La principale organisation marocaine de défense des droits de l’homme a réclamé samedi une enquête, au lendemain de la tentative d’entrée de près de 2.000 migrants subsahariens dans l’enclave espagnole de Melilla au cours de laquelle 18 personnes sont mortes, une “tragédie” sans précédent dans le monde.
“Nous appelons à l’ouverture d’une enquête rapide et transparente”, a déclaré à l’AFP Mohamed Amine Abidar, président de la délégation de l’Association marocaine des droits de l’homme (AMDH) à Nador, dans le nord du Maroc.
Selon un récent bilan des autorités marocaines, dix-huit migrants en situation irrégulière sont morts vendredi lors d’une tentative de faire venir environ 2.000 migrants à Melilla, autre drame migratoire aux portes de l’Union européenne (UE).
Côté espagnol, Eduardo de Castro, président de l’enclave de Melilla, la plus haute autorité politique de cette ville autonome, a dénoncé une “réponse disproportionnée” du Maroc à la tentative de forcer le passage des clandestins.
Le calme est revenu samedi à Nador, ville limitrophe de l’enclave espagnole, ainsi qu’autour de la haute clôture de fer qui sépare le territoire marocain de Melilla, selon des journalistes de l’AFP.
Il n’y a aucune trace de migrants dans la ville. Selon M. Abidar, “aurait déménagé de peur d’être déplacé par les autorités marocaines”, généralement dans le sud du pays.
Un témoin a vu plusieurs bus transportant des migrants à l’extérieur de Nador.
“Réponse disproportionnée”
La situation était également calme du côté espagnol de la clôture de Melilla, selon des images de la télévision publique TVE, qui montraient des ouvriers en train de réparer les dégâts causés à la barrière.
“Nous regrettons ce drame humanitaire, avec ces images, qui viennent du Maroc. Ce qui se passe est vraiment scandaleux”, a déploré de Castro.
“Ces (migrants) subsahariens envahissent violemment un territoire, ce n’est pas la première fois, mais le Maroc doit avoir une certaine proportionnalité”, a plaidé le président de Melilla.
Dix-huit migrants en situation irrégulière sont morts vendredi, selon le dernier bilan des autorités marocaines. Treize d’entre eux, grièvement blessés, ont succombé à leurs blessures, a indiqué vendredi soir à l’AFP une source au sein des autorités de la province de Nador.

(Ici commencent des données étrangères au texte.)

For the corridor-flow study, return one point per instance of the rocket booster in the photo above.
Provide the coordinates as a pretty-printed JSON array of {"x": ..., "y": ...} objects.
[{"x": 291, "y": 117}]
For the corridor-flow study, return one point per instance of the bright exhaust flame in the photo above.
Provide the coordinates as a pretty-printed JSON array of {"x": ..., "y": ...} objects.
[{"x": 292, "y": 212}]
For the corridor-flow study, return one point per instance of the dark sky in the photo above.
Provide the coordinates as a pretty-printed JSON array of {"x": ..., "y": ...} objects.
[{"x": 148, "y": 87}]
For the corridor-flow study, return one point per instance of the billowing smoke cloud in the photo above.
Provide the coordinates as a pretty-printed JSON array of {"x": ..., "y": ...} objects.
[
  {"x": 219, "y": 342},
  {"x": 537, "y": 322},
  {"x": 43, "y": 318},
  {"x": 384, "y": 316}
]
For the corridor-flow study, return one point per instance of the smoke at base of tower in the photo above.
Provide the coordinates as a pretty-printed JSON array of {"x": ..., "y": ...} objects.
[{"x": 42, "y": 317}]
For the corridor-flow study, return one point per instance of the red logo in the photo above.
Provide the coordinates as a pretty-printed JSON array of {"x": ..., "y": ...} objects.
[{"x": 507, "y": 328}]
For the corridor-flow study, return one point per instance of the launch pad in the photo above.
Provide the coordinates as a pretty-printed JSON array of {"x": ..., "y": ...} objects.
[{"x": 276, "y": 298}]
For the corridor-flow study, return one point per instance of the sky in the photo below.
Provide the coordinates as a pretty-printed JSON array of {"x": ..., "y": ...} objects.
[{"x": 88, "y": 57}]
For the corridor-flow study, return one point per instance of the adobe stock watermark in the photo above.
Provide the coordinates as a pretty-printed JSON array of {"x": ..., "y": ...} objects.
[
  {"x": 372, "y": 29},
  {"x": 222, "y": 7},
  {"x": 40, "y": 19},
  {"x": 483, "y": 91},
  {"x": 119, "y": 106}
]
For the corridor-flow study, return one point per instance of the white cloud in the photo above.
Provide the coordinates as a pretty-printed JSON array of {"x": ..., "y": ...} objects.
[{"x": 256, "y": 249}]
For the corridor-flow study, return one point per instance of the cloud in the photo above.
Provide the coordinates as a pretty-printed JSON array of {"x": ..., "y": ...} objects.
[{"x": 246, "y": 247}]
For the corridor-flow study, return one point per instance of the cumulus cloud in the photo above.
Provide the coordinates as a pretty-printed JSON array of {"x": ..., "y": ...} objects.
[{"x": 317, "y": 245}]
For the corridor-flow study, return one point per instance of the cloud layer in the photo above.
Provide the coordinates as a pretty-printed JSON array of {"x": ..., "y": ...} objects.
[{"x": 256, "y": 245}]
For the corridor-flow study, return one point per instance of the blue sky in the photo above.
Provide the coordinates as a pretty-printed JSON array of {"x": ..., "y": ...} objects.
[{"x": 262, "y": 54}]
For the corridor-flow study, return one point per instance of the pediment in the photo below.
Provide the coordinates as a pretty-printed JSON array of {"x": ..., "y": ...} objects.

Les victimes ont été tuées “dans une poussée et une chute de la clôture de fer” qui sépare l’enclave espagnole du territoire marocain, lors “d’un assaut marqué par l’usage de méthodes très violentes par des migrants”, a-t-elle précisé.
En outre, 140 membres des forces de sécurité ont été blessés, dont cinq grièvement.
De plus, vendredi 130 migrants ont réussi à entrer à Melilla depuis le Maroc. Un seul d’entre eux reste hospitalisé, selon des sources à la préfecture espagnole.
Enquête internationale
Le président de la section AMDH de Nador a refusé de quantifier le nombre de morts, mais « pense que cela va augmenter le bilan ».
Selon l’ONG Caminando Fronteras, spécialiste des migrations entre l’Afrique et l’Espagne, cela signifierait 27 morts.
L’association espagnole a réclamé samedi dans un communiqué “l’ouverture immédiate d’une enquête judiciaire indépendante tant au Maroc qu’en Espagne, et à l’international pour faire la lumière sur ce drame humain”.
Situées sur la côte nord du Maroc, Melilla et l’autre enclave espagnole de Ceuta sont les seules frontières terrestres de l’UE sur le continent africain et font régulièrement l’objet de tentatives d’entrée de migrants cherchant à rejoindre “l’Europe”.
Les médias espagnols avaient déjà fait état ces derniers jours d’affrontements entre clandestins et policiers dans la zone frontalière de Melilla.
Selon M. Abidar, de l’AMDH, “la principale cause de cette catastrophe est la politique migratoire menée par l’Union européenne en coopération avec le Maroc”.
Cette tentative d’entrée massive dans l’une des deux enclaves espagnoles est la première depuis la normalisation des relations entre Madrid et Rabat mi-mars, après une querelle diplomatique de près d’un an.
Juste avant la réconciliation entre les deux pays, Melilla avait été le théâtre début mars de plusieurs tentatives d’entrée massives, dont la plus importante jamais enregistrée dans cette enclave qui compte quelque 2 500 migrants. Près de 500 avaient réussi.